The pilot phase of the Genotype-Tissue Expression (GTEx) project has produced RNASeq from 1,641 samples originated from up to 43 tissues from 175 post-mortem donors, and constitutes a unique resource to investigate the human transcriptome across tissues and individuals. Clustering of samples based on gene expression recapitulates tissue types, separating solid from not solid tissues, while clustering based on splicing separates neural from non-neural tissues, suggesting that post-transcriptional regulation plays a comparatively important role in the definition of neural tissues .About 47 % of the variation in gene expression can be explained by variation of across tissues, while only 4% by variation across individuals. We find that the relative contribution of individual variation is similar for lncRNAs and for protein coding genes. However, we find that genes that vary with ethnicity are enriched in lncRNAs, whereas genes that vary with age are mostly protein coding. Among genes that vary with gender, we find novel candidates both to participate and to escape X-inactivation. In addition, by merging information on GWAS we are able to identify specific candidate genes that may explain differences in susceptibility to cardiovascular diseases between males and females and different ethnic groups. We find that genes that decrease with age are involved in neurodegenerative diseases such as Parkinson and Alzheimer and identify novel candidates that could be involved in these diseases. In contrast to gene expression, splicing varies similarly among tissues and individuals, and exhibits a larger proportion of residual unexplained variance. This may reflect that that stochastic, non-functional fluctuations of the relative abundances of splice isoforms may be more common than random fluctuations of gene expression. By comparing the variation of the abundance of individual isoforms across all GTEx samples, we find that a large fraction of this variation between tissues (84%) can be simply explained by variation in bulk gene expression, with splicing variation contributing comparatively little. This strongly suggests that regulation at the primary transcription level is the main driver of tissue specificity. Although blood is the most transcriptionally distinct of the surveyed tissues, RNA levels monitored in blood may retain clinically relevant information that can be used to help assess medical or biological conditions.

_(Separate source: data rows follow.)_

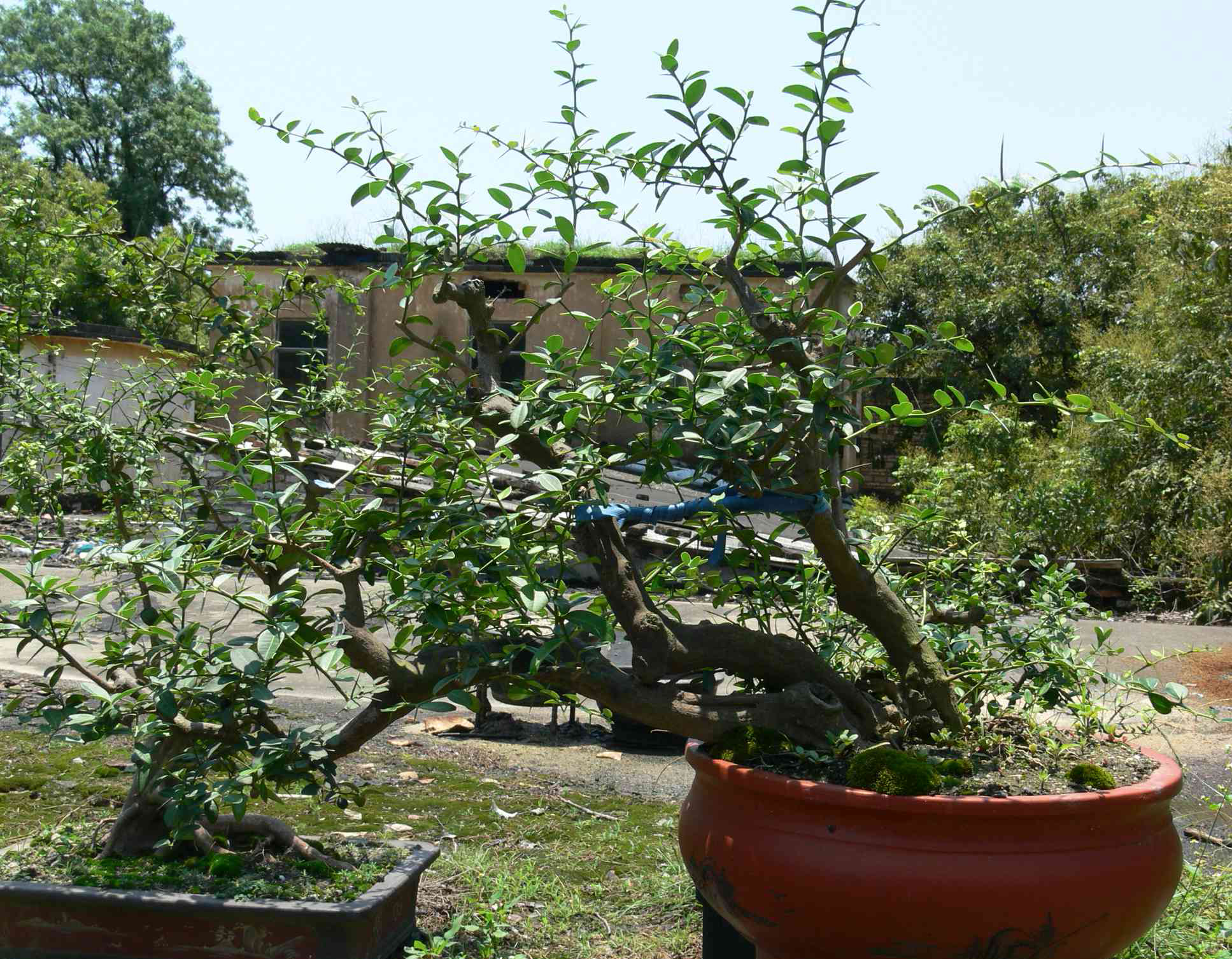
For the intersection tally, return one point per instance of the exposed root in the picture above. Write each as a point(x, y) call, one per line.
point(267, 826)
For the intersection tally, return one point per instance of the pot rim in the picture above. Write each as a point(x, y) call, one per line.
point(1161, 786)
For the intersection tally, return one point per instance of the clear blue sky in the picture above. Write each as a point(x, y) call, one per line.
point(947, 80)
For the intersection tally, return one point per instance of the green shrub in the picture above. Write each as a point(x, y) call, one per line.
point(869, 513)
point(893, 772)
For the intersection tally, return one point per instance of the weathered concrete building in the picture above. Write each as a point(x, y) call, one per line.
point(360, 342)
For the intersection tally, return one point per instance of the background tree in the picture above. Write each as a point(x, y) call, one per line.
point(1118, 291)
point(476, 502)
point(1023, 274)
point(97, 84)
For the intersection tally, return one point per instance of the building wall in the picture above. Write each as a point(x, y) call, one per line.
point(360, 343)
point(66, 359)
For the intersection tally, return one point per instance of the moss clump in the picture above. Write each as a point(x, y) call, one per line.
point(960, 767)
point(225, 865)
point(1088, 774)
point(315, 867)
point(884, 769)
point(748, 744)
point(21, 783)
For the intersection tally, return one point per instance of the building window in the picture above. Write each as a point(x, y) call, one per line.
point(503, 290)
point(302, 343)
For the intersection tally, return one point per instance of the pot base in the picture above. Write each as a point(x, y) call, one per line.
point(825, 872)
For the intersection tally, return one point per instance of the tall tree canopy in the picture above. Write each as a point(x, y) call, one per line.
point(99, 84)
point(1024, 276)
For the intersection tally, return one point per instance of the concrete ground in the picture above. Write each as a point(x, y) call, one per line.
point(589, 756)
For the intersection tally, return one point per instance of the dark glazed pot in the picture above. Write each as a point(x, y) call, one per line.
point(45, 921)
point(811, 870)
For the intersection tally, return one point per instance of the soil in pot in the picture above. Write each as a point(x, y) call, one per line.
point(1010, 757)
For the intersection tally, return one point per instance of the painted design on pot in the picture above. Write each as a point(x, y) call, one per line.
point(1010, 943)
point(715, 884)
point(251, 941)
point(66, 923)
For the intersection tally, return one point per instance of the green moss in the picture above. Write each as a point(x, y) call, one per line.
point(884, 769)
point(960, 767)
point(748, 744)
point(21, 783)
point(226, 865)
point(313, 867)
point(1088, 774)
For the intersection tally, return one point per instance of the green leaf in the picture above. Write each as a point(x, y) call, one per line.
point(1161, 704)
point(549, 481)
point(465, 699)
point(246, 660)
point(795, 167)
point(747, 432)
point(694, 93)
point(591, 623)
point(269, 644)
point(892, 215)
point(945, 192)
point(830, 129)
point(765, 230)
point(853, 181)
point(167, 706)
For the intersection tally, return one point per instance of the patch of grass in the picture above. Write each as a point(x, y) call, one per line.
point(551, 882)
point(1198, 923)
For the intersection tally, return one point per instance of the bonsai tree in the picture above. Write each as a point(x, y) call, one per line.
point(454, 539)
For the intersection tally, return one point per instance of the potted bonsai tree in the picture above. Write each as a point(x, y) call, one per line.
point(479, 506)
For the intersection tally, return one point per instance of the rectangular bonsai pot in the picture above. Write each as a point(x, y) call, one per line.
point(45, 921)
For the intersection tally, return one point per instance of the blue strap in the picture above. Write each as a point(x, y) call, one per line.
point(733, 503)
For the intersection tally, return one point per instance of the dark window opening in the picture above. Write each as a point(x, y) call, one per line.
point(513, 367)
point(302, 345)
point(503, 290)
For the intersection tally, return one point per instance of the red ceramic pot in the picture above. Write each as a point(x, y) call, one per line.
point(811, 870)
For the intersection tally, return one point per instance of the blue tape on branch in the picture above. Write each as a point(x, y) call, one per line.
point(733, 503)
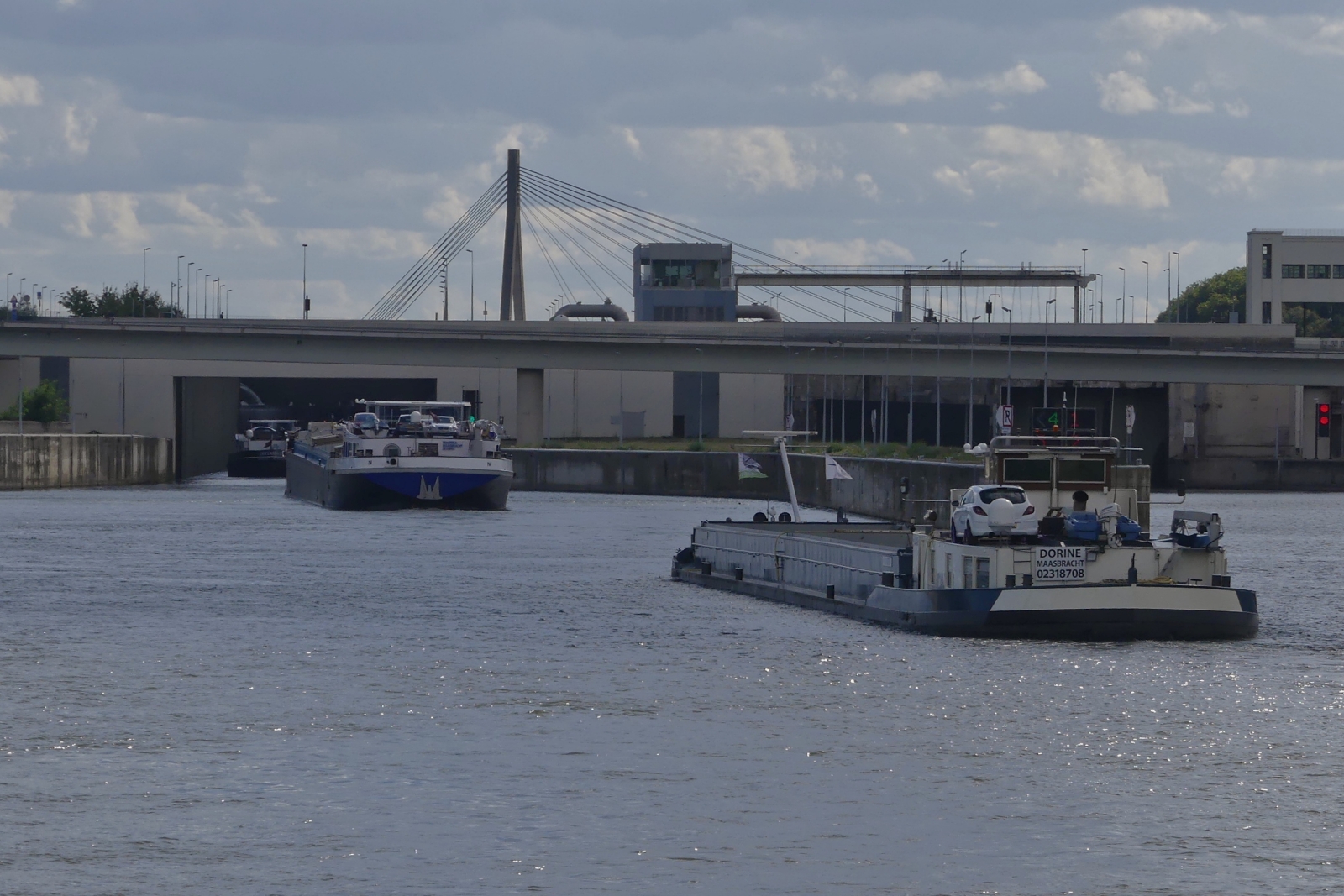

Dr. Guigó obtained his phD in 1988 at the Department of Statistics of the Universitat de Barcelona in 1988, working on Population Genetics and Evolutionary Ecology. He became a postdoctoral fellow at the Dana Farber Cancer Institute and then at the BioMolecular Engineering Research Center at Boston University, working on gene identification, automatic knowledge extraction from biosequence databases, protein sequence pattern analysis, and molecular evolution. In 1992, he started his postdoctoral position at the Theoretical Biology and Biophysics Group, Los Alamos, working on estimation of genome's protein coding density, and characterization of large scale genome structure.
He is now researcher at the Institut Municipal d'Investigació Mèdica, within the Grup de Recerca en Informàtica Biomèdica (GRIB), associate professor with the Universitat Pompeu Fabra, and coordinator of the Bioinformatics and Genomics program of the Centre de Regualció Genòmica in Barcelona.
Dr. Roderic Guigó's lecture will be preceded by a talk by Ivar Grytten and Knut Rand, respectively PhD students in the Biomedical Informatics and Statistics and Biostatistics research groups, University of Oslo, Entitled "A brief Introduction to Graph-based Reference Genomes."
Abstract: In the talk, we will give a brief introduction to graph-based reference genomes, their advantages compared to linear reference genomes and how they can be used. We will also briefly present our recent work on how genomic features can be represented as intervals on graph-based reference genomes.